I agree that this was not explained sufficiently in the exercise. I needed to Google to figure this exercise out. c() stands for concatenate and is used regardless of the type of data (from the example and without explanation I assumed this was how we were defining the data type as character). The values are defined as numeric, simply by using numbers and not surrounding them with quotes.

12 Likes

Arguably, this lesson should require a phone number as a vector of character strings (due to potential for leading zeros, eg 555-111-0981
The form of the phone number is not internationally friendly - perhaps a different type of data that is a list that can be represented as numbers (date of birth perhaps).

2 Likes

The type of elements in my vector were “double”. What does this mean ?

3 Likes

Very basic question but why in the example are the months in quotation marks but in the numeric solution we don’t include quotes? Thanks!!

1 Like

The months are in quotations because they’re considered a character, while the numbers are considered numeric and not characters (in this instance).

1 Like

This happens by default.

The two most common numeric classes used in R are integer and double (for double precision floating point numbers).

When you create a numeric vector using the c() function it automatically will produce a vector of double precision numeric values.

“Double” is a data type to denote a big floating number.

https://uc-r.github.io/integer_double/ <- source
youtube.com/watch?v=PZRI1IfStY0 <- Explains floating point numbers

2 Likes

Is the function length(vector_name) misspelled?? English is not my first language and I don´t want to look like an idiot, but isn´t it “lenght”?

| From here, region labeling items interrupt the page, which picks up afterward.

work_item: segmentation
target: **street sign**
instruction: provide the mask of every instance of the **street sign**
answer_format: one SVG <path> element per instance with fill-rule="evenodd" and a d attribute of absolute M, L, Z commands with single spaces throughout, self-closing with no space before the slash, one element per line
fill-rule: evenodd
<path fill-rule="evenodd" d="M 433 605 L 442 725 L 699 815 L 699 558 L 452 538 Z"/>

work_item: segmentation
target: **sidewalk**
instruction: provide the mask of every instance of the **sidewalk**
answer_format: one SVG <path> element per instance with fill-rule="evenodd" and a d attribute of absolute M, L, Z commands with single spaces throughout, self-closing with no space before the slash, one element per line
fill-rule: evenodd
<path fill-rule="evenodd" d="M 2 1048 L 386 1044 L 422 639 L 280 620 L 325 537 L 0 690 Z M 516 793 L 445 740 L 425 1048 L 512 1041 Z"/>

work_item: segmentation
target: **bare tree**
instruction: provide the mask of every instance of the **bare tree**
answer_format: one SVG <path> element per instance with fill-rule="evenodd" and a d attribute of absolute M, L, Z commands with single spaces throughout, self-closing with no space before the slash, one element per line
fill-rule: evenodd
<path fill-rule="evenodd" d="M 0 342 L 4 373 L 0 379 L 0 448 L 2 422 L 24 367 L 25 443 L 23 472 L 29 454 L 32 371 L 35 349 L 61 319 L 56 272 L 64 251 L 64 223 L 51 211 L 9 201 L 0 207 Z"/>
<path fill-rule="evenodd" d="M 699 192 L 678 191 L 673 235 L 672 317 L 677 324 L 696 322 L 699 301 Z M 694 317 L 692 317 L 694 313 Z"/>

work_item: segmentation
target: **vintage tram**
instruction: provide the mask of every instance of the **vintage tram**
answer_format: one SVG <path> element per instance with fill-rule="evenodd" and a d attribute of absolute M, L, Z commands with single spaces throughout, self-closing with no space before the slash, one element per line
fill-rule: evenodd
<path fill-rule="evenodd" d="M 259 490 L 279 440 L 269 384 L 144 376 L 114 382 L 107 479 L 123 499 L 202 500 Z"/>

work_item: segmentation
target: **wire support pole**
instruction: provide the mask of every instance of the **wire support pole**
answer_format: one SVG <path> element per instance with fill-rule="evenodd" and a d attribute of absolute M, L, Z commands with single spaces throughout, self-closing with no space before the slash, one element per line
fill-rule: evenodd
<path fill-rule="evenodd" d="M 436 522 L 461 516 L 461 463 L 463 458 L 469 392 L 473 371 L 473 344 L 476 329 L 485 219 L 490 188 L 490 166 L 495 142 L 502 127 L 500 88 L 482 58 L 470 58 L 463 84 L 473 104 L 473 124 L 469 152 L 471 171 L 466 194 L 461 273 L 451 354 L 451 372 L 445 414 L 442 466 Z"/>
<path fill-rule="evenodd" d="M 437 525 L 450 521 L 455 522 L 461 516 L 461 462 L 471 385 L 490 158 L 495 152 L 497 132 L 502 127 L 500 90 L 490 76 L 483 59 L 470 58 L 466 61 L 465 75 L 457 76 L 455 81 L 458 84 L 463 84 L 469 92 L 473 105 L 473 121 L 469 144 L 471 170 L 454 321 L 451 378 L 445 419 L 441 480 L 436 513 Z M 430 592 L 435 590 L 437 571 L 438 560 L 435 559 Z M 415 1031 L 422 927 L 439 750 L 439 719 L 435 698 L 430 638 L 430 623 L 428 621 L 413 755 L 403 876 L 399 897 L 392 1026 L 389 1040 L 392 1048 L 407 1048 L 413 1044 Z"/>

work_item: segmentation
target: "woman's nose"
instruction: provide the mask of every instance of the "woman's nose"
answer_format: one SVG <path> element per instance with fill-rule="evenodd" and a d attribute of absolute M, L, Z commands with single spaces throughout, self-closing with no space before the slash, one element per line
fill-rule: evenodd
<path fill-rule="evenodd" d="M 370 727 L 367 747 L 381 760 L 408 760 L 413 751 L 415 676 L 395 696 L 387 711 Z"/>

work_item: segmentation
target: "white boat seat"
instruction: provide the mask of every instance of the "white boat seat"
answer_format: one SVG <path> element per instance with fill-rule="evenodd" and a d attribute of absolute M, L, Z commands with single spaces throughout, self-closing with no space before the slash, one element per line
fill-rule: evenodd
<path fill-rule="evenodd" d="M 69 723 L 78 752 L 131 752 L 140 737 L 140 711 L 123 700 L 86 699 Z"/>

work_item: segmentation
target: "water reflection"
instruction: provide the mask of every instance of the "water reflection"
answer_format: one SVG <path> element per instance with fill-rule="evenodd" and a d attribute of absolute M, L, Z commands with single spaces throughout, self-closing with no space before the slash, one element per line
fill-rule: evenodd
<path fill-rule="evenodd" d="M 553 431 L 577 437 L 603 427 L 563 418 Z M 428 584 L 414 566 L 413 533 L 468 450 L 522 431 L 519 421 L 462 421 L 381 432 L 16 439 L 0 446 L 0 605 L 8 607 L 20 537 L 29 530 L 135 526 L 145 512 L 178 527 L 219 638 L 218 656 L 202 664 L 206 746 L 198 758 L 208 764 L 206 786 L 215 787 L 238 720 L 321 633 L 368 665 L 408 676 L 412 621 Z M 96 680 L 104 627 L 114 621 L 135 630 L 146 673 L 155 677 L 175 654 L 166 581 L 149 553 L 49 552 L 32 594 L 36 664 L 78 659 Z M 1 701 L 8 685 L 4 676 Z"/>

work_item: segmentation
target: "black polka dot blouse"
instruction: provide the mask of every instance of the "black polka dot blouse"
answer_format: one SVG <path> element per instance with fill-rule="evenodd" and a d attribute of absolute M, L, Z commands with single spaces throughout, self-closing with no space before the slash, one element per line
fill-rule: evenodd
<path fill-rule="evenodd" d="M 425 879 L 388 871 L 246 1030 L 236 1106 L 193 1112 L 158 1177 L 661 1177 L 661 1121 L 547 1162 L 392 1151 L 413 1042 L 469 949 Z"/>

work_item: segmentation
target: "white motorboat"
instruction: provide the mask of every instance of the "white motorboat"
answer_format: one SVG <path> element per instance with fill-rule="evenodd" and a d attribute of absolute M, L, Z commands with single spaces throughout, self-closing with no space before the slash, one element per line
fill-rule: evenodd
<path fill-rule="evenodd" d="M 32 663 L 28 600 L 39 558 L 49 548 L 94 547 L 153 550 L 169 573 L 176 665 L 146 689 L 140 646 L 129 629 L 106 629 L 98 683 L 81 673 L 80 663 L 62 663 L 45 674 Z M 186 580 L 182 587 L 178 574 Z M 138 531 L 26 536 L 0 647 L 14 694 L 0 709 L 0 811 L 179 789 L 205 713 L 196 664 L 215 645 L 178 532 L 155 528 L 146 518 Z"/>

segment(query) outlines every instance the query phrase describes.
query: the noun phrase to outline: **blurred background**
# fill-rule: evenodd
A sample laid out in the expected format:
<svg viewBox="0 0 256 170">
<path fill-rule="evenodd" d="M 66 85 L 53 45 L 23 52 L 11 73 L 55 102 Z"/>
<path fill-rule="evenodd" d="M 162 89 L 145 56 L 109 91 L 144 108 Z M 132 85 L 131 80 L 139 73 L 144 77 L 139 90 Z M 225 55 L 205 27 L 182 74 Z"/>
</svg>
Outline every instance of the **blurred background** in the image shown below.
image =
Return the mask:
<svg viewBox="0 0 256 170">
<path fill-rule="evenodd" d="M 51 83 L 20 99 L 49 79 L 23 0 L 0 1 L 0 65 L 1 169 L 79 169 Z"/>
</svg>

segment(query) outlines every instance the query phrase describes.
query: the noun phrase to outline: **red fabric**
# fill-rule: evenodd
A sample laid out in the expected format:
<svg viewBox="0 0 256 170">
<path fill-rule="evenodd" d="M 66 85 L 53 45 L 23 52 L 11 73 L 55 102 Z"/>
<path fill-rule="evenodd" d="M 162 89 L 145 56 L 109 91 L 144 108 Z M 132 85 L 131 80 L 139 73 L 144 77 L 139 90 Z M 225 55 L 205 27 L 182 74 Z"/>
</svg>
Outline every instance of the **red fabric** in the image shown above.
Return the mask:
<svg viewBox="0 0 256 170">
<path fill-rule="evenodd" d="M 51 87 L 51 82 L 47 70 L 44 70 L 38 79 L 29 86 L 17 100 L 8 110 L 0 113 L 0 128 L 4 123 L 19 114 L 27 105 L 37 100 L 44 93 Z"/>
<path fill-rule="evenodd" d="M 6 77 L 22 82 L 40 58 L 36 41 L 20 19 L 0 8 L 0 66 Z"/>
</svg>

What’s the difference between class() and typeof()?

What’s the history behind naming vector function c()? It would make sense to name it v()

thank you, I had the same issue. I assumed c() was a random assignment. Hopefully, they will update the lesson with an explanation.

No, the spelling is correct :slight_smile:

Very new to coding, but keep getting errors when trying exercises. For example, “Create a numeric vector named phone that contains your phone number as three numbers: your area code, the next three digits, and then the last four.”
I entered my phone number and got it wrong. The solution is Natalia’s phone #. How the heck am I supposed to guess that? And in the example where you’re asked to print YOUR name as a character string. But how was I supposed to know to use “Natalia”?

1 Like

Suggestions:

  • Include a link to the exercise you are talking about.

  • At the bottom of the exercise, there is an icon "Copy to Clipboard" (next to the "Run" button). Click on it to copy all the code. Then in the forums, paste your code with proper formatting (See this thread: [How to] Format code in posts). Also post the exact error message that is given as feedback. Alternatively, you can take a screenshot (of all your code and error message) and upload it (via the upload button in the forum post editor).

You don’t have to use "Natalia" as the name or her phone number to pass the exercise. That is just a sample solution. I used dummy/fake details for both exercises and cleared the exercise without issue.

If your solution is not being accepted, there may be a different reason. Hence, the suggestion to either copy/paste your solution (with proper formatting so that any stray characters can be noticed) OR share a screenshot.

EDIT: Don’t share your real phone number. Just enter a fake phone number. The phone number isn’t important. The format/syntax in which you are entering the phone number in the exercise is important.